Alexander Gnilitsky, Lesja Zajac. Institution of Unstable Thoughts

Alexander Gnilitsky, Lesja Zajac
Институция нестабильных мыслей. Media-comfort
Dates 01 December 2006 — 10 January 2007
Address Stella Art Foundation
Skaryatinsky pereulok, 7

Stella Art Foundation exhibits a project of one of the most interesting Ukrainian contemporary art groups — Institution of Unstable Thoughts, founded in Kyiv in 1996. At present the group consists of Alexander Gnilitsky and Lesja Zajac.

Home interior may contain any number of things. However, just three things can suffice a minimal comfort. They are a chair, a book shelf and a chandelier. Or an armchair, a coffee table and a TV set/computer. Or, like in Institution of Unstable Thoughts’ installation — a sofa, a floor-lamp and a plaque. Put together they create a basis for the realization of essential functions of human life: body placement and visual perception (together with the object-spectacle itself).

Institution of Unstable Thoughts presents each of these things not only as a household and a designer object, but as a potential frame/screen for an artwork. One may sit and rest on a sofa, but at the same time the sofa exposes all its surfaces for the projection of unsteady abstract forms. A floor-lamp turns to be a light object, a visible surface of which, on the one hand, is a canvas with a floor-lamp image, and on the other hand, is a source of light, coming through the picture surface into outer space. As for a plaque, it is used as a screen for the many images of other plates, as if personifying generic memory of a plate as a kind of applied art.
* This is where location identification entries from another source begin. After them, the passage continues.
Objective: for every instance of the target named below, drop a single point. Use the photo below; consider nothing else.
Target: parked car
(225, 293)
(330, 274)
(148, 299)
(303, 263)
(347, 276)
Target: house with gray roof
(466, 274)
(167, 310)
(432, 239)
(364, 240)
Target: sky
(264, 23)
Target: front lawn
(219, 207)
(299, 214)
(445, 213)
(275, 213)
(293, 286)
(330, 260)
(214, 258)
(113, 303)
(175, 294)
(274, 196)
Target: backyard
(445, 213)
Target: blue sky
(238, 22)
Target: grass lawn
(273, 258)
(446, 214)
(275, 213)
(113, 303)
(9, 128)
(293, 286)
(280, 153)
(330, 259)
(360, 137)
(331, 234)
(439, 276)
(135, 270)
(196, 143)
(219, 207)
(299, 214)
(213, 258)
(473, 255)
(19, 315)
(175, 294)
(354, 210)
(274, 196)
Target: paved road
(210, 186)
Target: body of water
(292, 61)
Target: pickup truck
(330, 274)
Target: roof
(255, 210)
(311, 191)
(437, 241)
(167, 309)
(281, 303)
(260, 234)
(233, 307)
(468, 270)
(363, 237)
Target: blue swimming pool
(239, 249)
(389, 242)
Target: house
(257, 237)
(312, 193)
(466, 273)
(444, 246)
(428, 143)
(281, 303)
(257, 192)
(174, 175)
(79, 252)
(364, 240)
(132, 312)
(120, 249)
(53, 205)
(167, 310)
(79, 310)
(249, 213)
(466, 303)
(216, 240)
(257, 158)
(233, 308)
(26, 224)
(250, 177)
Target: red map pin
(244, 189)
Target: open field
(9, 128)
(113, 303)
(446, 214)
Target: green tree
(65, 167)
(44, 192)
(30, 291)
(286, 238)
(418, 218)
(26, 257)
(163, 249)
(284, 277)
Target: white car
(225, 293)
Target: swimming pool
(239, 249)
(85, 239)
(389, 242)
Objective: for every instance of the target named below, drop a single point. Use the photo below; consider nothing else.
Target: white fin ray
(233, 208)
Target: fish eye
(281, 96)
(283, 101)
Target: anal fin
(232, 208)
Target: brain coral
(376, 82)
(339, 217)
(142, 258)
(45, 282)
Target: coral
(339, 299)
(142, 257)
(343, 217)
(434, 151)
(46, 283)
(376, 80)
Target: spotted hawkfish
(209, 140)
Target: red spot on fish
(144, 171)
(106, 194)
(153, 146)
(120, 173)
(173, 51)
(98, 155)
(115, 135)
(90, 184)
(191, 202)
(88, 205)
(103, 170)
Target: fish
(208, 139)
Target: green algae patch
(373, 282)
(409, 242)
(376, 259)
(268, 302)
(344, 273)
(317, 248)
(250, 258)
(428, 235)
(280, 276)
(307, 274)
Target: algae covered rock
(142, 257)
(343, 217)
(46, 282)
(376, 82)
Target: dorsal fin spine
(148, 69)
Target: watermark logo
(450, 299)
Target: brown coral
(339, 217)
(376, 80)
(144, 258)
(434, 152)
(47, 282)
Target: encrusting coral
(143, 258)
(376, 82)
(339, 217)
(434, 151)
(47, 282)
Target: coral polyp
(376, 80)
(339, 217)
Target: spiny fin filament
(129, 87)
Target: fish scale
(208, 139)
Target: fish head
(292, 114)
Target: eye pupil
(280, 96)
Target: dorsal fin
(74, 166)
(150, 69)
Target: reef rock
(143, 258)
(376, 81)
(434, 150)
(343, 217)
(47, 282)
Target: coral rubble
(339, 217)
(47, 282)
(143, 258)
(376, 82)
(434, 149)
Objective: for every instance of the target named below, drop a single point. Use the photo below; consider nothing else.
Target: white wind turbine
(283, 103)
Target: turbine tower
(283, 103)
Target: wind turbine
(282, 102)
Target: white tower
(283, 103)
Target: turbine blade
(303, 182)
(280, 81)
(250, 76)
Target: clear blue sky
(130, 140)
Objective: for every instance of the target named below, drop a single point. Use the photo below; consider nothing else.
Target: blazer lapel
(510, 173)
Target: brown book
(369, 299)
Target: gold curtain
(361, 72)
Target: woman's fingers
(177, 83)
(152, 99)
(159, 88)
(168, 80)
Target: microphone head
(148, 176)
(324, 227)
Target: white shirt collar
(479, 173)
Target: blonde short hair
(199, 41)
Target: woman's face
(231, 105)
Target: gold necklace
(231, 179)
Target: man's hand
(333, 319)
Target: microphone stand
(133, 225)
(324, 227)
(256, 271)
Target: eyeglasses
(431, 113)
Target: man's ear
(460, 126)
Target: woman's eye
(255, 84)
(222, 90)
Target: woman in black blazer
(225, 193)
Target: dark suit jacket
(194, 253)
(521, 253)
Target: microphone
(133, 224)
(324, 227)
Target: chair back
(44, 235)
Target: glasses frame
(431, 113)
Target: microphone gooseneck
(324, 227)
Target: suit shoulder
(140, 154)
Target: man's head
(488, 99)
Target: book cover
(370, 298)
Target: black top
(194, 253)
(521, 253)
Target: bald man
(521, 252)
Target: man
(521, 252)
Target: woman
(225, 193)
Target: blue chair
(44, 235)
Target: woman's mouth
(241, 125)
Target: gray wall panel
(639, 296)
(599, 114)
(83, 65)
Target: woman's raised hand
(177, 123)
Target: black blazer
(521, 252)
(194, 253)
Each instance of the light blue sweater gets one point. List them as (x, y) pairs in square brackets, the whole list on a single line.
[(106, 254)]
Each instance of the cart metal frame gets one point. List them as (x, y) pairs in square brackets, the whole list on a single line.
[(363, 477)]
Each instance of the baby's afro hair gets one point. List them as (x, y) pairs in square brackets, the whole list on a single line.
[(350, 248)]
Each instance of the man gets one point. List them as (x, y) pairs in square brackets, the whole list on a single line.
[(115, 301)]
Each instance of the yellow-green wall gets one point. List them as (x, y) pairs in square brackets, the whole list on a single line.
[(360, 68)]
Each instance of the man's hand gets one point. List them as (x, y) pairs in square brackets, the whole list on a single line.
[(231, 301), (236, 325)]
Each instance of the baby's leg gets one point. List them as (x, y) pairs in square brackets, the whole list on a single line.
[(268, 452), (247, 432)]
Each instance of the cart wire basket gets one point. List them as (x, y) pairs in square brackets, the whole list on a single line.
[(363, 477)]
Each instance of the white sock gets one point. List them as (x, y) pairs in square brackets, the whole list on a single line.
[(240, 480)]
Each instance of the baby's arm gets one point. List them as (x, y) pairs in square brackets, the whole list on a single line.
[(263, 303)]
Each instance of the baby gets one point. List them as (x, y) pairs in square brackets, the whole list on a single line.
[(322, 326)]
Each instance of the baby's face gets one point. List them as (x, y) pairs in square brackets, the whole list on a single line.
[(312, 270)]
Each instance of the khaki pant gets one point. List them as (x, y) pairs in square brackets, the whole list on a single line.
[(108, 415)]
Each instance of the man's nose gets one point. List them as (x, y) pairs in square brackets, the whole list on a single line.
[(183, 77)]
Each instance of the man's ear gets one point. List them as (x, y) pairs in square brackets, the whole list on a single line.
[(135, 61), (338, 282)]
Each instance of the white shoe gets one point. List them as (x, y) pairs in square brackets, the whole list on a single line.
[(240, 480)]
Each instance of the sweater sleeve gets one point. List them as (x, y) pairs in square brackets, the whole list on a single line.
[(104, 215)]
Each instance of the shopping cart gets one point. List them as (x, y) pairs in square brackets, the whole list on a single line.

Paul Valery once dreamt: “Just the way water, gas and electricity are delivered to our houses from somewhere far away to satisfy our wants in reply to minimal effort, visual and acoustic images will be delivered as well, appearing and disappearing at a simple motion of the hand...” With childlike spontaneity Institution of Unstable Thoughts makes the dream of constantly changeable world of living things come true. Their sophisticatedly plain secret materializes in objects-screens, putting into practice a sacred formula of art avant-garde: art into life. Or, speaking pragmatic present-day language — creates media-comfort.